• 150 m de flotte

    En attendant la suite des aventures d'André Fenouil, puisque mon site Spip est en travaux, voici le monde avec 150 m de flotte en plus – ça se passe dans le roman que je suis en train d'écrire actuellement : une petite trilogie d'anticipation, dont j'ose dire qu'elle commence à exister, puisqu'elle fait enfin plus de cent pages. La page cent est une frontière ! Il est bien rare pour moi de ne pas terminer un roman lorsque j'en arrive là.

    Docteur Électre, quant à lui, a vingt ans déjà ! Il peut bien attendre encore quelques jours, le temps que je peaufine deux ou trois diffuseurs de photons sur mon nouveau et lumineux site.

    Je reviens sur cet article aujourd'hui, car je n'ai pu le terminer suite à un petit incident technique, survenu fort tard, juste dans le but de citer les auteurs de la carte et du logiciel qui m'ont permis de réaliser ce sympathique gimpage.
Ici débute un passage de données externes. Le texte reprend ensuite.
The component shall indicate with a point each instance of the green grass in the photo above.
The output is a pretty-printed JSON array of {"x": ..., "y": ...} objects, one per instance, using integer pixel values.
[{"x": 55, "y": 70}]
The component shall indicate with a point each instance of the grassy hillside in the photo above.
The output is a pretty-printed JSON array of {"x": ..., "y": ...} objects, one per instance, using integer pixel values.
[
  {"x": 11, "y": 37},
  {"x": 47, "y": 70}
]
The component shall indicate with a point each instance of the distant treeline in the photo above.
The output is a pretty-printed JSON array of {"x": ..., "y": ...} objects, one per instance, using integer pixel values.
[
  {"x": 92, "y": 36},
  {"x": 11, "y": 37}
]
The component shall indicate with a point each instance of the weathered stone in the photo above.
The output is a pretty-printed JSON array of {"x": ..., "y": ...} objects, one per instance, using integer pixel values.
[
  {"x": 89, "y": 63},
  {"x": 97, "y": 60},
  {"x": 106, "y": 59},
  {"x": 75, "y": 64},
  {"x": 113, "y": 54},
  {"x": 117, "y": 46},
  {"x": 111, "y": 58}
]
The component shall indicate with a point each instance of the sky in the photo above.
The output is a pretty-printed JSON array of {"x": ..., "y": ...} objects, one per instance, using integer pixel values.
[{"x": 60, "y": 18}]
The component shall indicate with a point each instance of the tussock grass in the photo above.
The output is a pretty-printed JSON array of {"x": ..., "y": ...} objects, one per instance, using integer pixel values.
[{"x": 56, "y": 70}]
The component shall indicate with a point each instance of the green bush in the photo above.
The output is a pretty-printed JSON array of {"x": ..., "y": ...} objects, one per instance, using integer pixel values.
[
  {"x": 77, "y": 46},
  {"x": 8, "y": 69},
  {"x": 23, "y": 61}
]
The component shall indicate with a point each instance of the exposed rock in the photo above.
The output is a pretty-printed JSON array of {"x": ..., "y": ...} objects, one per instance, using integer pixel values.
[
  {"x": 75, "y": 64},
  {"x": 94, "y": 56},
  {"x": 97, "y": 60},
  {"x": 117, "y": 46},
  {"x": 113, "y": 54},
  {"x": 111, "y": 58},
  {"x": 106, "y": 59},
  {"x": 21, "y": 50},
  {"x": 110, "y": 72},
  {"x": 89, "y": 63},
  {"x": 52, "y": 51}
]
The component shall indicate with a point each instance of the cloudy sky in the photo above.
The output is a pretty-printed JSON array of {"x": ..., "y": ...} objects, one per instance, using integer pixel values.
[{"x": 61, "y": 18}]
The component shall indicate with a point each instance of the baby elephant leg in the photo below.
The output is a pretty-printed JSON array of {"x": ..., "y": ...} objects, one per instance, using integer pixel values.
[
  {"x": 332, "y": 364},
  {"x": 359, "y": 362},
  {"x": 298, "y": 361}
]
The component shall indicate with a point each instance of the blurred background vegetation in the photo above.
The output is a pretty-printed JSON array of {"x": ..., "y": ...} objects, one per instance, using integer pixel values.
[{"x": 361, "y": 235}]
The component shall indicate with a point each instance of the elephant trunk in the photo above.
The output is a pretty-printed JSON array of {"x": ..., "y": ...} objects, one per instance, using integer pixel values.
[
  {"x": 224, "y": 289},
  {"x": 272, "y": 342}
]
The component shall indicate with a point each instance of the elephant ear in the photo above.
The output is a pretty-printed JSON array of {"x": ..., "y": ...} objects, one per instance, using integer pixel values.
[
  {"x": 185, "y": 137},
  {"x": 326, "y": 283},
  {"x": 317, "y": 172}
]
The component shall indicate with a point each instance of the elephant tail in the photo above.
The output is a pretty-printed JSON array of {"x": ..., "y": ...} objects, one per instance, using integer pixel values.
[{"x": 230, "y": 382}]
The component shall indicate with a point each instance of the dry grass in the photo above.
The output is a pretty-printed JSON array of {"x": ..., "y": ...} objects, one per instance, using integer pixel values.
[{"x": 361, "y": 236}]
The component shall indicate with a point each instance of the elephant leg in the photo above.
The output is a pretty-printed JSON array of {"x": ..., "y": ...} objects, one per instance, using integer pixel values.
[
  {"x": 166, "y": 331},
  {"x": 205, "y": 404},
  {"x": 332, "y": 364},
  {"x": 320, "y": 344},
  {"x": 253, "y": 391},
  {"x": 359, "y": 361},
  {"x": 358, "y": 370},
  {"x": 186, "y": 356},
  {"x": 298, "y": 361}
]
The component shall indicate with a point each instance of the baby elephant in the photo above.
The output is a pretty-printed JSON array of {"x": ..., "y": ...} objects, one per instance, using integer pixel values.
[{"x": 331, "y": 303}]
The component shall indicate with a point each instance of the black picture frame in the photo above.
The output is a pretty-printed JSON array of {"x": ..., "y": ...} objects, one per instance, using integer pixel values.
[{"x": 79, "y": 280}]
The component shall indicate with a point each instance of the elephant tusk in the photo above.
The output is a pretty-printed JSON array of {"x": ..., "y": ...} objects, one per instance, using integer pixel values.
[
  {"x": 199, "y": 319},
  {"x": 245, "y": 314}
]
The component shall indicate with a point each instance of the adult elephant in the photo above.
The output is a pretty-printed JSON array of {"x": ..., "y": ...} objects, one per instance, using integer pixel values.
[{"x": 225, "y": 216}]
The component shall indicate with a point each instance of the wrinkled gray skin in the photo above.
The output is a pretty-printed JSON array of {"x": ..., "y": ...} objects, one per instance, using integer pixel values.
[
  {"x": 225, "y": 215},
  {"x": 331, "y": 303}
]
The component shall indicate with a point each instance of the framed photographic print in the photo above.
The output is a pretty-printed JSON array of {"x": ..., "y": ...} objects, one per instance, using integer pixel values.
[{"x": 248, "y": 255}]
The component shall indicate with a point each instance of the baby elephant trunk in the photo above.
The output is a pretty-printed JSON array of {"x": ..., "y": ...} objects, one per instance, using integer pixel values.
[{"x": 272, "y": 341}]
La carte, tout d'abord, se trouve sur le site du Centre National de Données Géophysiques des États-Unis ; le logiciel qui permet de calculer graphiquement le niveau de la mer selon le métrage se trouve quant à lui sur le site de Sébastien Merkel, enseignant-chercheur en géophysique à l'université de Lille 1. Il est possible de le télécharger et d'enregistrer au format désiré les cartes ainsi générées. Il s'agit d'un petit programme en Java, tout ce qu'il y a de léger et l'on peut s'amuser à volonté avec le niveau de la mer, même à des hauteurs incongrues : ne laisser affleurer que l'Everest, par exemple.

    Je me suis bornée à détourer le planisphère obtenu par l'application de Stéphane Merkel et de le superposer sur un autre planisphère, qui pour sa part indiquait une baisse du niveau de la mer de 110 m – ce qui est pratique, car cela laisse moins d'erreurs à la superposition, même lorsque le type de projection est identique pour les deux planisphères, car il est rare que tous les détails soient rendus ; les cartes générées par le logiciel du Pr Merkel sont par exemple en assez basse résolution, mais cela donne une idée plutôt précise de ce à quoi pourrait ressembler la terre dans quelques siècles, voire quelques années.

    J'aime très particulièrement l'archipel européen, je le trouve somptueux. Je vais même pouvoir m'amuser à donner des noms à toutes ces régions. Pour finir, j'ajoute que mon roman se passe au XXVIe siècle, après 500 ans d'histoire vraiment très très mouvementée.